The Other Thing: Who Killed Leila Hayek?
- Author: Ghassan Kanafani
- Language: Arabic
- Genre: Fiction
- Publisher: The Arabic Research Foundation
- Publication date: 1987

= The Other Thing: Who Killed Leila Hayek =

Novel by Ghassan Kanafani

The Other Thing: Who Killed Leila Hayek is a novel by the Palestinian writer Ghassan Kanafani. It was published in 1987 by the Arabic Research Foundation. The novel was first published serially in nine parts, starting from 1966, in Al-Hawadith weekly magazine, which was issued in Beirut.

== Plot of The Novel ==
The novel revolves around Mr.
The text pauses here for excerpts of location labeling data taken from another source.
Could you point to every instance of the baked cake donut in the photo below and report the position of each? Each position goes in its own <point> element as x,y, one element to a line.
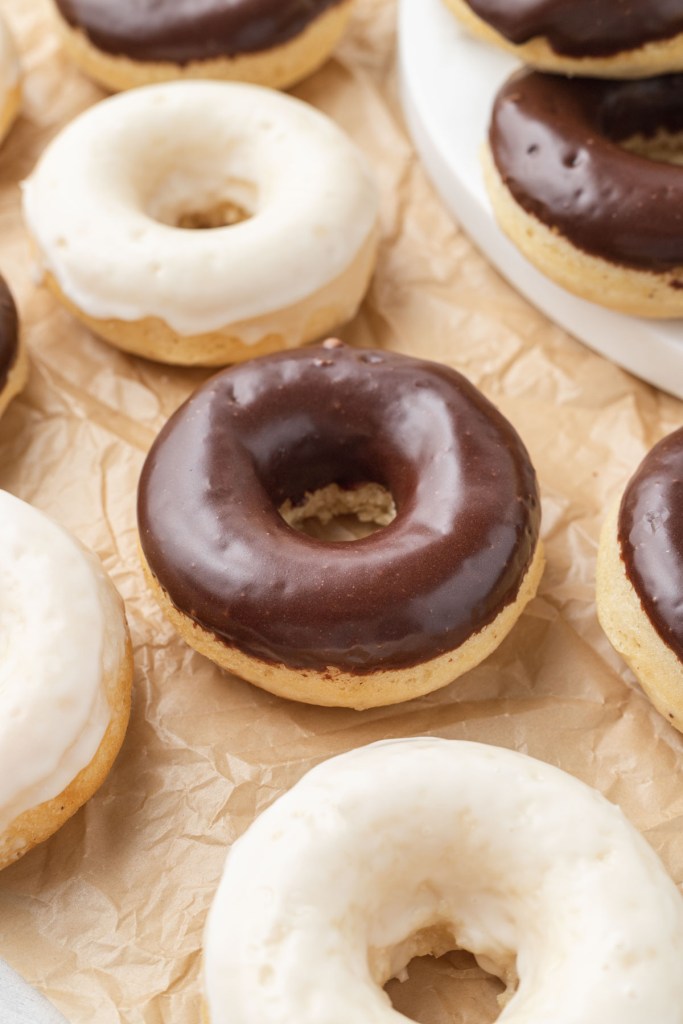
<point>640,577</point>
<point>578,178</point>
<point>359,624</point>
<point>13,359</point>
<point>269,42</point>
<point>65,677</point>
<point>419,846</point>
<point>602,38</point>
<point>10,83</point>
<point>289,205</point>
Saleh, a successful lawyer. His character opens the novel with a letter from prison to his wife, saying "I did not kill Lelia Hayek." The events then go backwards, leading up to that point. The story begins with Mr. Saleh and his wife going to dinner in a restaurant to celebrate her birthday, followed by going to a nightclub to dance. At the nightclub, Mr. Saleh's wife, Dima, runs into her friend, Leila Hayek, and her husband, Said Hayek. This encounter marks the beginning of an affair between Mr. Saleh and his wife's friend. The events speed up from this point onwards, until they reach the crime and investigation scene.

Kanafani allows the readers to make their own judgment regarding Mr. Saleh's character, presenting them with evidence that, both, prove him guilty and innocent. Despite the difference between this novel and other novels by Kanafani, he still uses it to portray a familiar social reality.